Trumps falsche Reaktion

April 8, 2017 by hotminnie

BERICHT

Die syrische Kleinstadt Khan Shaykhun, gelegen zwischen Idlib im Norden und Hama im Süden, hatte früher etwa 48.000 Einwohner. Seit einigen Jahren wird die Stadt von den Terroristen der Tahrir al-Sham kontrolliert, genannt auch al-Qaeda in der Levante. Hauptteil dieser Terrorgruppe ist die Jabhat Fateh al-Sham, früher Jabhat al-Nusra, die Kampforganisation der Muslimbruderschaft in Syrien. Zahlreiche Bewohner der Stadt waren von den Terroristen liquidiert worden, die Welt hatte das stillschweigend übergangen.

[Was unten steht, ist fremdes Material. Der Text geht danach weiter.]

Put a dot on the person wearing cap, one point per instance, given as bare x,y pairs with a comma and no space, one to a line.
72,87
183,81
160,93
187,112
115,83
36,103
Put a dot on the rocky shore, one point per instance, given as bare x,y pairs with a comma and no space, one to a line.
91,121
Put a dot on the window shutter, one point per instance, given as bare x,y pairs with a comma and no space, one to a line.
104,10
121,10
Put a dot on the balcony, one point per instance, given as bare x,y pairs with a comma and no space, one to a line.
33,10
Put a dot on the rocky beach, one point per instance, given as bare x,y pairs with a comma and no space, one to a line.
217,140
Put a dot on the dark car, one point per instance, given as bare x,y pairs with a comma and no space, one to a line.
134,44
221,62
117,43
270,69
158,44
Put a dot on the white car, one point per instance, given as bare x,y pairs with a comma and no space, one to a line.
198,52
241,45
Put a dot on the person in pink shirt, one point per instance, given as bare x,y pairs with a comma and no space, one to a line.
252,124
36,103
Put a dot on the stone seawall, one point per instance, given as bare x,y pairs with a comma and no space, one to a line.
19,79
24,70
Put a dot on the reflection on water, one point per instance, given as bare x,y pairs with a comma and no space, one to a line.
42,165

Am 4. April wurden Stellungen der Tahrir al-Sham in Khan Shaykhun bombardiert. Dabei soll angeblich auch das Kampfgas Sarin eingesetzt worden sein. Für einen Gasangriff gibt es bisher nicht den geringsten Beweis. Die angeblichen Opferbilder lassen keinen Rückschluss zu, wann und wo sie aufgenommen worden wären. Fake News? Neutrale Beobachter gibt es nicht in Gebieten, die von Terroristen kontrolliert werden.
Die einzigen Quellen des angeblichen Gasangriffes sind — wie üblich — der Terrorist Osama Ali Suleiman, mit seiner Syrischen Beobachtungsstelle für Menschenrechte (SOHR) in Coventry, und islamische Terrorgruppen in Syrien selbst.

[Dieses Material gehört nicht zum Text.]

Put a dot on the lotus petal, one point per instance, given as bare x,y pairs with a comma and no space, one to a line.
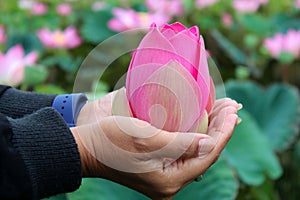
201,125
188,48
120,104
211,98
195,30
169,99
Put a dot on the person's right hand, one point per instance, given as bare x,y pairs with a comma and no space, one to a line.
154,162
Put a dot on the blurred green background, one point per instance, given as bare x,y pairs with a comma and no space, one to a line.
255,45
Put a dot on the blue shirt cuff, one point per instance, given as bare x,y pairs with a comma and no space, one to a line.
69,106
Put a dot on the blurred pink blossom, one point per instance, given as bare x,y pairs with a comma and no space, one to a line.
227,19
2,34
39,8
26,4
167,7
288,43
12,65
297,4
64,9
98,5
248,6
68,38
205,3
125,19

Niemand fiel bisher auf, dass die SOHR zwar jeweils Minuten nach jedem angeblichen Angriff die genaue Opferzahl wissen will, einschließlich wie viele davon Frauen oder Kinder, es aber nirgends Bilder von den Angriffen selbst gibt. Auch die Zahl der Opfer in Khan Shaykhun, und ihre mögliche Todesart, konnte von niemandem nachgeprüft werden.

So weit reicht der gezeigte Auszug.